MENJELANG PEMILU 2019

Politik identitas diprediksi tak laku dalam Pemilu

Presiden Joko Widodo menghadiri salat Jumat saat Aksi 212 di kawasan silang Monas, Jakarta, Jumat (2/12/2016). Menurut CSIS, Jokowi juga mendulang dukungan dari pendukung dan peserta Aksi 212.
Presiden Joko Widodo menghadiri salat Jumat saat Aksi 212 di kawasan silang Monas, Jakarta, Jumat (2/12/2016). Menurut CSIS, Jokowi juga mendulang dukungan dari pendukung dan peserta Aksi 212. | M Agung Rajasa /Antara Foto

Politik identitas diprediksi tak akan laku dalam Pemilu dan Pilpres 2019. Peneliti Peneliti Center for Strategic and International Studies (CSIS) Arya Fernandes menilai, politik identitas tak akan berhasil digunakan dalam Pemilu dan Pilpres 2019.

Dalam konteks Pemilu, hal ini disebabkan koalisi partai politik di tingkat lokal beragam.

"Komposisi caleg di tingkat lokal beragam, isu identitas kurang menjual," ujarnya dalam diskusi 'Darurat Pemilu' di kantor CSIS, Jakarta, Kamis (27/9/2018).

Melorotnya pamor isu identitas ini sudah mulai muncul dalam Pilkada Serentak 2018. Menurut pantauan CSIS, di Jawa Barat politik identitas masih ada. Namun di Maluku, isu identitas tak laku.

Partai politik yang berseberangan di tingkat nasional, justru bergandengan dalam Pilkada Maluku. PDI-Perjuangan, Gerindra, NasDem, PKB, Hanura, PKPI, PAN dan PPP, sepakat mengusung pasangan Murad Ismail-Barnabas Orno, dan memenangkan Pilkada. "Isu identitas tak laku. Yang laku justru isu pembaharuan," kata Arya.

Koalisi di tingkat lokal juga beragam. Partai nasionalis belum tentu alergi berkoalisi dengan partai agamis. Demikian sebaliknya, partai agamis tak menolak jika bekerja sama dengan partai nasionalis.

Faktor ketiga, isu identitas tak signifikan mendorong migrasi suara. Suara pendukung partai nasionalis tak serta merta beralih ke partai agamis jika digoreng dengan isu identitas. Massa partai agamis juga tak begitu mudah memindahkan dukungannya ke partai nasionalis.

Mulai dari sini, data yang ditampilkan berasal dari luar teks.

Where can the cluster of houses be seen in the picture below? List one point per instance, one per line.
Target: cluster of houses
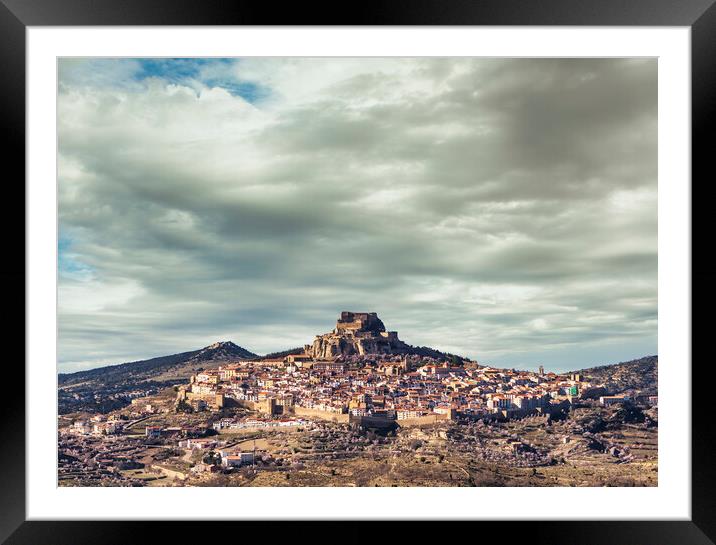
(383, 387)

Dalam konteks Pilpres, isu identitas tak menarik jadi dagangan lagi. Setelah pengumuman Calon Wakil Presiden, di mana capres Joko 'Jokowi' Widodo memilih Ma'ruf Amin, yang jadi dagangan justru isu ekonomi. "Isu seperti harga sembako, kemiskinan, dan lapangan kerja yang menjadi perhatian pemilih," kata Arya.

Selaras dengan temuan ini, Indikator Politik Indonesia menemukan, pemilih meyakini pemilihan Ma'ruf Amin memang untuk meredam politik identitas.

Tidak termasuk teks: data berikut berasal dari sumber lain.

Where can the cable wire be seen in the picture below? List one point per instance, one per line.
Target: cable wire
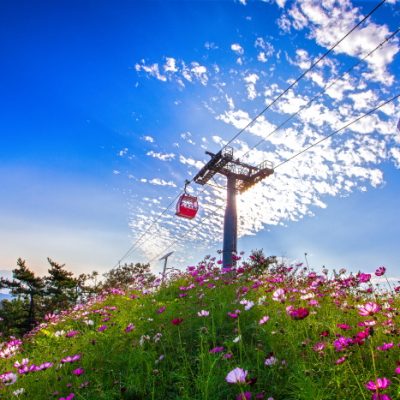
(286, 161)
(135, 244)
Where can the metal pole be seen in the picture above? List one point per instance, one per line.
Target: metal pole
(230, 224)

Selama ini isu identitas juga tak efektif mendulang dukungan dalam Pilpres. Arya menjelaskan, dalam tiga tahun ini, dukungan buat Jokowi naik, walau landai antara 35-50 persen.

Sedangkan Prabowo, perolehan dukungannya stagnan 25-30 persen. Jika benar isu identitas efektif, maka suara akan berubah signifikan.

Di sisi lain, Jokowi dan Prabowo sama-sama mendulang dukungan dari simpatisan dan peserta aksi 212. Dari lima provinsi yang disurvei CSIS, kedua capres itu sama-sama memperoleh dukungan dari 212.

Ray Rangkuti, pendiri lembaga pengamat Pemilu Lingkar Madani (LIMA) menilai, politik identitas itu senyap tapi berkembang. Jauh sebelum pemilu responden masih jernih berpikir. Namun, makin dekat dengan hari pencoblosan mereka bisa goyah dengan politik identitas.

"Istilah kafir, haram tetap dipelihara di ruang publik. Begitu momentum muncul, maka dimainkan," kata dia dalam diskusi yang sama.

Ketua KPU Arief Budiman yang juga menjadi pembicara diskusi menyatakan, akan memerangi tiga musuh dalam Pemilu. "Tidak boleh ada hoax, SARA, dan money politic," kata Arief.

Dia berharap, para pemangku kepentingan Pemilu mendukung ini. Bawaslu mendukung, saya kira partai politik juga mulai menyadari bahwa isu SARA bukan dagangan untuk kampanye. "Soal SARA, saya pikir semua sudah menyadari jika bangsa Indonesia itu plural. Maka, penyampaian visi misi yang harus didorong dalam Pemilu, ujarnya.